Selon les derniers calculs effectués par des chercheurs de l’université de l’ONU, la France est le pays de la zone euro qui perd le plus du fait de l’évasion fiscale des grandes entreprises. Ce sont ainsi au moins 20 milliards d’euros qui échappent chaque année à l’Etat français à cause de l’évasion fiscale des grandes entreprises, soit plus de 2/3 des recettes fiscales de l’impôt sur les sociétés en 2016.
Néanmoins, et comme le rappelle la décision du tribunal administratif de Paris qui a donné raison à Google qui contestait le redressement fiscal, les outils juridiques sont faibles pour lutter contre l’évasion fiscale des grandes entreprises.
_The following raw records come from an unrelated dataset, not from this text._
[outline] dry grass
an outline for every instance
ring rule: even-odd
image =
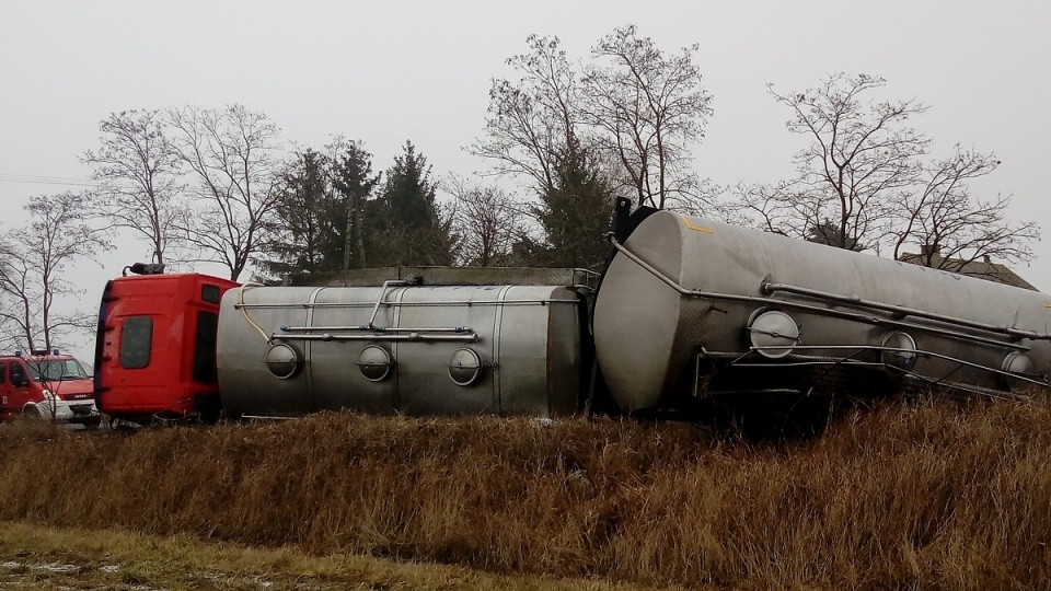
[[[925,401],[820,438],[351,415],[0,429],[0,519],[647,584],[1051,584],[1051,403]]]

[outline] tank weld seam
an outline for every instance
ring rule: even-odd
[[[723,300],[723,301],[730,301],[730,302],[750,302],[750,303],[761,304],[761,305],[790,308],[794,310],[810,312],[812,314],[818,314],[822,316],[835,316],[835,317],[852,320],[852,321],[861,322],[865,324],[871,324],[875,326],[894,326],[899,328],[913,328],[913,329],[923,331],[929,334],[936,334],[936,335],[946,336],[950,338],[957,338],[957,339],[967,340],[970,343],[979,343],[982,345],[991,345],[994,347],[1007,347],[1007,348],[1016,349],[1020,351],[1030,350],[1030,347],[1023,345],[1020,343],[1007,343],[1007,341],[997,340],[994,338],[986,338],[978,335],[960,333],[958,331],[950,331],[948,328],[939,328],[937,326],[931,326],[927,324],[916,324],[914,322],[904,322],[901,320],[865,315],[856,312],[848,312],[845,310],[835,310],[835,309],[829,309],[820,305],[813,305],[806,302],[779,300],[776,298],[764,298],[764,297],[758,297],[758,296],[738,296],[735,293],[719,293],[714,291],[685,289],[681,285],[675,282],[675,280],[671,279],[663,273],[659,271],[652,265],[643,260],[638,255],[631,252],[626,246],[619,243],[616,239],[611,237],[610,243],[613,245],[614,248],[616,248],[619,253],[622,253],[630,260],[632,260],[633,263],[642,267],[644,270],[646,270],[647,273],[649,273],[650,275],[659,279],[661,282],[666,283],[668,287],[678,291],[681,296],[685,296],[689,298],[697,298],[702,300]],[[1043,337],[1033,336],[1030,338],[1051,339],[1051,335],[1044,335]]]

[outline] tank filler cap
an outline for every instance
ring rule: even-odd
[[[457,349],[449,359],[449,379],[457,385],[467,386],[482,375],[482,358],[473,349]]]
[[[799,344],[799,326],[784,312],[760,308],[748,318],[748,340],[759,355],[781,359]]]
[[[916,341],[909,333],[887,333],[879,346],[883,349],[879,354],[879,360],[888,368],[912,371],[912,368],[916,367],[920,356],[916,355]]]
[[[1012,351],[1004,358],[1004,364],[1001,366],[1004,372],[1010,374],[1000,374],[1000,385],[1005,390],[1021,390],[1026,386],[1025,380],[1014,378],[1014,375],[1026,376],[1033,374],[1032,359],[1018,351]]]
[[[266,351],[264,362],[276,378],[288,380],[299,371],[300,358],[294,347],[287,343],[278,343]]]
[[[361,349],[361,355],[358,356],[358,369],[370,382],[385,380],[393,367],[394,360],[391,359],[391,354],[379,345],[369,345]]]

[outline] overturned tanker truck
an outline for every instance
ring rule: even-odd
[[[630,209],[617,204],[612,259],[593,277],[421,268],[264,287],[134,266],[146,274],[103,294],[96,404],[131,420],[689,415],[755,394],[1048,385],[1046,294]]]

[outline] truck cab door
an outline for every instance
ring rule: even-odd
[[[22,407],[25,406],[25,403],[30,402],[39,402],[34,399],[33,391],[30,389],[30,374],[25,370],[25,366],[19,361],[12,361],[10,363],[11,371],[8,374],[8,384],[10,385],[9,390],[9,401],[8,403],[19,413],[22,412]]]
[[[8,363],[0,362],[0,419],[13,418],[14,406],[11,404],[11,383],[8,380]]]

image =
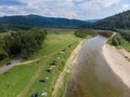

Plusieurs obstacles rendent extrêmement difficile la traque des sommes fiscales perdues par l’Etat. Tout d’abord, pour qu’une entreprise soit taxée en France, il faut qu’elle dispose d’un établissement stable, à savoir une structure installée en France à travers laquelle elle exerce son activité sur le territoire. Or, pour de nombreux secteurs d’activité et en particulier le numérique, les services peuvent être directement vendus et facturés depuis un paradis fiscal. L’initiative de la France au sein de l’Union Européenne de taxation sur le chiffre d’affaires représente en ce sens une prise de conscience salutaire du problème mais ne permettra pas de s’attaquer en profondeur aux phénomènes d’évasion fiscale car une majorité d’entreprises du numérique enregistrent directement leur chiffre d’affaires dans d’autres pays comme c’est le cas d’Airbnb en Irlande ou Uber aux Pays-Bas.
Par ailleurs, seul le ministère du Budget peut engager des poursuites pénales pour malversations fiscales et non le procureur comme dans toute autre affaire judiciaire. Ce monopole appelé « verrou de Bercy » limite drastiquement le nombre de poursuites judiciaires: sur les 16 300 manquements délibérés constatés par le fisc français, seules 1 000 poursuites sont engagées. Un amendement de suppression du verrou de Bercy a été discuté cet été dans le cadre du projet de loi confiance mais a été rejeté à une courte majorité.
Au-delà des questions judiciaires, l’évasion fiscale des entreprises est alimentée par la concurrence fiscale entre les Etats et l’opacité qui règne sur les activités des entreprises. Les paradis fiscaux, y compris des Etats européens, multiplient les incitations fiscales et les baisses d’impôt, ce qui conduit à un nivellement par le bas de l’impôt sur les sociétés partout dans le monde. A cela s’ajoute un manque de transparence sur les activités des entreprises, qui leur permettent alors facilement de se jouer des règles fiscales internationales pour transférer artificiellement leurs bénéfices vers le pays aux dispositions fiscales les plus avantageuses. Dans un contexte où plus de la majorité des échanges commerciaux se déroulent désormais entre les filiales d’une même entreprise97, notre système fiscal ne semble plus adapté à l’économie actuelle.
Les grandes entreprises sortent alors les grandes gagnantes de ce tour de passe-passe fiscal, ce qui introduit également un déséquilibre important avec les petites et moyennes entreprises qui ne sont pas en mesure d’utiliser une myriade de filiales dans les paradis fiscaux pour diminuer leurs contributions fiscales.